Lewis at Black Eagle Falls

Edgar Samuel Paxson • 1912
Medium Oil on canvas, 81 × 39 inches
Current Location Montana State Capitol, Helena, MT

Paxson’s vertical canvas places Meriwether Lewis in the foreground at the edge of Black Eagle Falls, the uppermost cataract of the Great Falls of the Missouri in present-day Montana. Lewis stands in buckskins with his rifle, looking outward across the falling water; cliffs and spray frame the figure, and a dark eagle—the bird that gave the falls its name—appears above the cascade in a cottonwood. The narrow, tall format compresses river, rock, and sky into a single vertical sweep, a compositional choice Paxson often used for the architectural settings of the Montana State Capitol. The handling is tight and illustrative, with crisp drawing of the figure against the more loosely brushed water and stone.

The scene corresponds to Lewis’s reconnaissance of the Great Falls in mid-June 1805. Having pushed ahead of the main party, Lewis reached the principal falls on June 13 and over the following days walked upriver to document the full series of five cascades. Black Eagle Falls, the last he encountered on June 14, took its name from an eagle nesting in a cottonwood on an island at the brink—a detail Lewis recorded in his journal and that Paxson reproduces directly. The discovery confirmed that the expedition had taken the correct fork of the Missouri but also forced the month-long portage that became one of the hardest episodes of the journey west.

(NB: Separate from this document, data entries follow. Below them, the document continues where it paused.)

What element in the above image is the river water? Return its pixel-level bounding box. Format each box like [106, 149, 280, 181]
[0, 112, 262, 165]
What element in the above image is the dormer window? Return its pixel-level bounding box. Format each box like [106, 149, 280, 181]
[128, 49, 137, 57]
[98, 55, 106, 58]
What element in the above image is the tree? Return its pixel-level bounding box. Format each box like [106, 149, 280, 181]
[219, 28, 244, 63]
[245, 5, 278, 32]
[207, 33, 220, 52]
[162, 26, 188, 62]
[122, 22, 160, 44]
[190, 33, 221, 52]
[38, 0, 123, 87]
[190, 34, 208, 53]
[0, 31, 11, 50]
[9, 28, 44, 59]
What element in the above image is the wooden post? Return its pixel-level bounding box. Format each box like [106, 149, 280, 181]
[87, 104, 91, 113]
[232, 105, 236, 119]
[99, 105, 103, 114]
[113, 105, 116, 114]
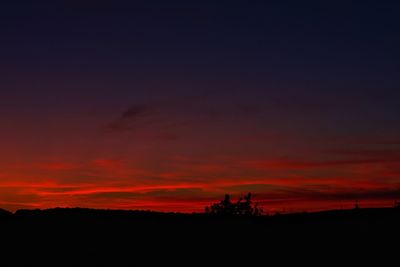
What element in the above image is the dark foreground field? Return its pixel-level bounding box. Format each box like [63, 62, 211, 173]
[0, 208, 400, 266]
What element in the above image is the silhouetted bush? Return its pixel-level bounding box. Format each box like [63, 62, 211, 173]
[205, 193, 263, 216]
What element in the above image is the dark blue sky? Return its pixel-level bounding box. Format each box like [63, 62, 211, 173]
[0, 0, 400, 214]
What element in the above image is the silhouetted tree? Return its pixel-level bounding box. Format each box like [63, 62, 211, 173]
[205, 193, 263, 216]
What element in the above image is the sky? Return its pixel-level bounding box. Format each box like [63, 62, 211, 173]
[0, 0, 400, 212]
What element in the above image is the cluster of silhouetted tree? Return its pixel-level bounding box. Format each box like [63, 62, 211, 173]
[205, 193, 263, 216]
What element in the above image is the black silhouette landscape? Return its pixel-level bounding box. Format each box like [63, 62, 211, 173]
[0, 0, 400, 267]
[0, 194, 400, 266]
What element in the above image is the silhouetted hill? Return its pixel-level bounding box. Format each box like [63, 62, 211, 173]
[0, 208, 400, 266]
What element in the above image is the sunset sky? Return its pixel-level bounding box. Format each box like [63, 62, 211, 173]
[0, 0, 400, 212]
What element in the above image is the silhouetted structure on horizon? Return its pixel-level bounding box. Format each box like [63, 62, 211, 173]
[205, 193, 263, 216]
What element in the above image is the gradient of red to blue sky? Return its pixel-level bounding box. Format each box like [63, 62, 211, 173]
[0, 1, 400, 212]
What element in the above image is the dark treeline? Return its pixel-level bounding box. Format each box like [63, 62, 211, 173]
[0, 198, 400, 266]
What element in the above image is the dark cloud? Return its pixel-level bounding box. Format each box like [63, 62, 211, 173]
[107, 105, 154, 132]
[120, 105, 150, 120]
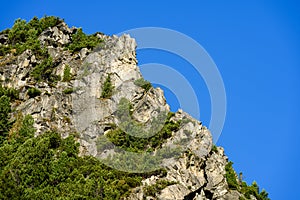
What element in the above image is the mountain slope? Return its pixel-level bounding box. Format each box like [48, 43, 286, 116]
[0, 17, 268, 199]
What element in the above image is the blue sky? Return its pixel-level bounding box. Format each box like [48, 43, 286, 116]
[0, 0, 300, 200]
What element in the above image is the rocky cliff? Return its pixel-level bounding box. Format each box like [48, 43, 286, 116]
[0, 16, 268, 200]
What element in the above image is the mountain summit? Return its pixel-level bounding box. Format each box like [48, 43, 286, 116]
[0, 17, 269, 200]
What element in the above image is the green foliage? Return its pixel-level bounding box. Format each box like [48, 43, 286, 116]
[27, 88, 42, 98]
[144, 180, 176, 197]
[0, 122, 142, 200]
[63, 88, 74, 94]
[0, 95, 11, 145]
[31, 56, 55, 81]
[101, 74, 114, 98]
[0, 16, 62, 59]
[211, 145, 218, 153]
[66, 28, 102, 53]
[0, 85, 19, 100]
[240, 181, 270, 200]
[63, 65, 72, 82]
[134, 78, 152, 91]
[106, 113, 180, 152]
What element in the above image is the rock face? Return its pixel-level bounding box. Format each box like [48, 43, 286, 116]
[0, 23, 262, 200]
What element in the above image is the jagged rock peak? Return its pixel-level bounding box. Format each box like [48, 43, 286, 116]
[0, 17, 268, 200]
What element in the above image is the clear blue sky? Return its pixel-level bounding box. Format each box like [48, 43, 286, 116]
[0, 0, 300, 200]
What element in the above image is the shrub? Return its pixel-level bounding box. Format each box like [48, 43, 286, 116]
[0, 95, 11, 146]
[101, 74, 114, 98]
[134, 78, 152, 91]
[66, 28, 102, 53]
[31, 56, 54, 81]
[0, 16, 63, 59]
[63, 65, 72, 82]
[0, 85, 19, 101]
[27, 88, 42, 98]
[63, 88, 74, 94]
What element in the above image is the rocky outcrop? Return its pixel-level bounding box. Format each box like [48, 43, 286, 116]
[0, 20, 262, 200]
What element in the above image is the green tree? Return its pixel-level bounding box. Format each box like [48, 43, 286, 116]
[101, 74, 114, 98]
[0, 95, 11, 145]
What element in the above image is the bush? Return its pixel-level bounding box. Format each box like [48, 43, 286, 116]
[63, 88, 74, 94]
[225, 161, 270, 200]
[31, 56, 54, 81]
[0, 95, 11, 146]
[66, 28, 102, 53]
[27, 88, 42, 98]
[0, 85, 19, 101]
[134, 78, 152, 91]
[101, 74, 114, 98]
[63, 65, 72, 82]
[0, 122, 151, 200]
[106, 111, 180, 152]
[0, 16, 63, 59]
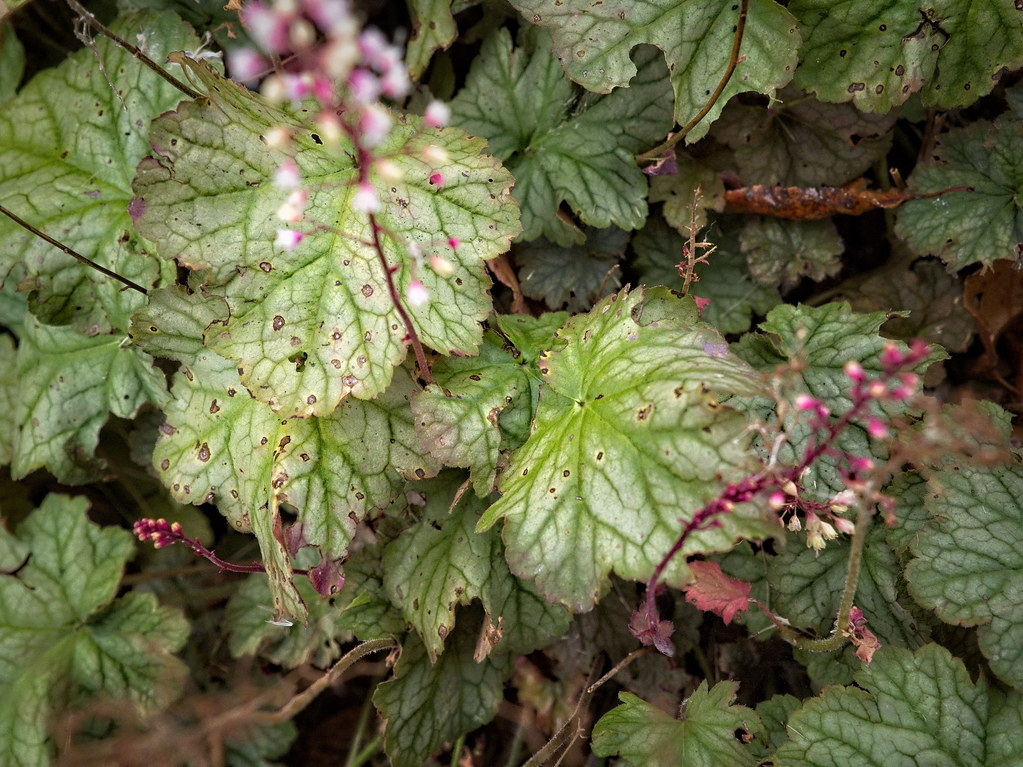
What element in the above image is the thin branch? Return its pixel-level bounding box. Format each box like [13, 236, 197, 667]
[369, 213, 434, 385]
[250, 637, 398, 724]
[0, 206, 148, 296]
[636, 0, 750, 163]
[68, 0, 205, 98]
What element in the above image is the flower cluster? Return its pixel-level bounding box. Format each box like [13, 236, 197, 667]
[228, 0, 455, 314]
[630, 341, 931, 655]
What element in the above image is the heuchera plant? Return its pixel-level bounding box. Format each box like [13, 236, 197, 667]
[0, 0, 1023, 767]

Edgar Samuel Paxson (1852–1919) settled in Montana in 1877 and spent his career painting frontier and Native subjects from a base in Missoula. He is best known for “Custer’s Last Stand” (1899), completed after some twenty years of research. In 1912 he received the commission for six murals depicting Lewis and Clark and Montana history for the House and Senate chambers and corridors of the Montana State Capitol in Helena, where this canvas remains installed. The Capitol cycle is the largest and most public body of Paxson’s work, and his Lewis and Clark scenes—painted in the centennial decade following the expedition’s national rediscovery—helped fix the visual iconography of the Corps of Discovery in Montana through the twentieth century.